Wealth is a swamp. The
ground may look firm, or the water look cool and refreshing. But the deeper you
go, the more the mud sucks you in. The lukewarm water creeps ever-higher. You’re
trapped in a world of complaining, cynicism, and more food than you could ever
eat. Servants surround you, and cater to your desires until your body weakens. In
the swamp of wealth, frowns cease, but so do smiles. It of course takes more
muscles to frown than to smile, but if your muscles are completely atrophied,
you can’t do either!.
I’m twicefold a member
of the “1%.” On a global and historical level, I’m a member of the richest
humans who have ever lived. Ever. I’m also a recent initiate to the 1% of
Americans who have graduated from a liberal arts college. And thus the swamp
has never been far from my path. I may try to act as a “traitor to my class”
like Warren Buffett, but the temptation is still there. Will I dabble in it?

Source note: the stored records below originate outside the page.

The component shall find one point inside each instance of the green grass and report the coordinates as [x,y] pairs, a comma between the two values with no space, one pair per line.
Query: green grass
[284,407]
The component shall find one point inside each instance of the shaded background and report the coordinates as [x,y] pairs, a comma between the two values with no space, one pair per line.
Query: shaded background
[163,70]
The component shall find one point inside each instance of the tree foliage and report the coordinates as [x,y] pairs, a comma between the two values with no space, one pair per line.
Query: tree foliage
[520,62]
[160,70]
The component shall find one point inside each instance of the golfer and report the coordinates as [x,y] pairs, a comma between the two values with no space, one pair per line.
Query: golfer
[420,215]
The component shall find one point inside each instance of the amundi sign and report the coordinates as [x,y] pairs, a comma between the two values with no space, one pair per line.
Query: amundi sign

Become an unsmiling (or worse: fake-smiling), sarcastic elite? The swamp scares
me because on some level it tantalizes me.
The Dagobah Swamp |
SCENE 4: A young man, swamp-moss still clinging to his silk
robe, runs through the crowd to the Teacher. He pants, out of breath—tearing
himself from the mire had taken enormous effort. Teacher, he says, how do I inherit
eternal life? “Ah, you wish to enter into life? Follow the rules: don’t
kill or steal or cheat, love your neighbors and parents.” But, the man protests, have I
not done all these things? What am I still lacking? The Teacher looks at
the ridiculous figure in front of him: pudgy cheeks, designer robe, with mud
caked on everything. And the Teacher loves him. With deep tenderness in his
voice, the Teacher replies, “If you wish to be complete, go and sell all you
possess. Leave your marsh-land and your marsh-palace and instead come, follow
me.” The man’s face goes crestfallen. He slowly turns, and instead begins to
trudge back to his pit. Once there, he eases himself into the ooze and cries
bitterly, for he cannot part with his swamp!
Dénouement:
“Truly I say to you, it is hard for a
rich man to enter the kingdom of God.” A scary sentence if ever I’ve heard one.
But maybe it makes sense. I see people around me trapped in the swamp of
wealth, and I know that that’s not how God wants it. That’s not life. And if
that’s the American dream, to have a big-screen TV, a big empty house, a big
Louis Vitton bag, and a big fat entitled attitude to go with it all, then let’s
leave the American dream behind. It is a trap; it is a lie.
If anyone, including
me, begins to flounder in the swamp of wealth, may he, unlike the young man,
have the courage to leave it. He who has ears to hear, let him hear.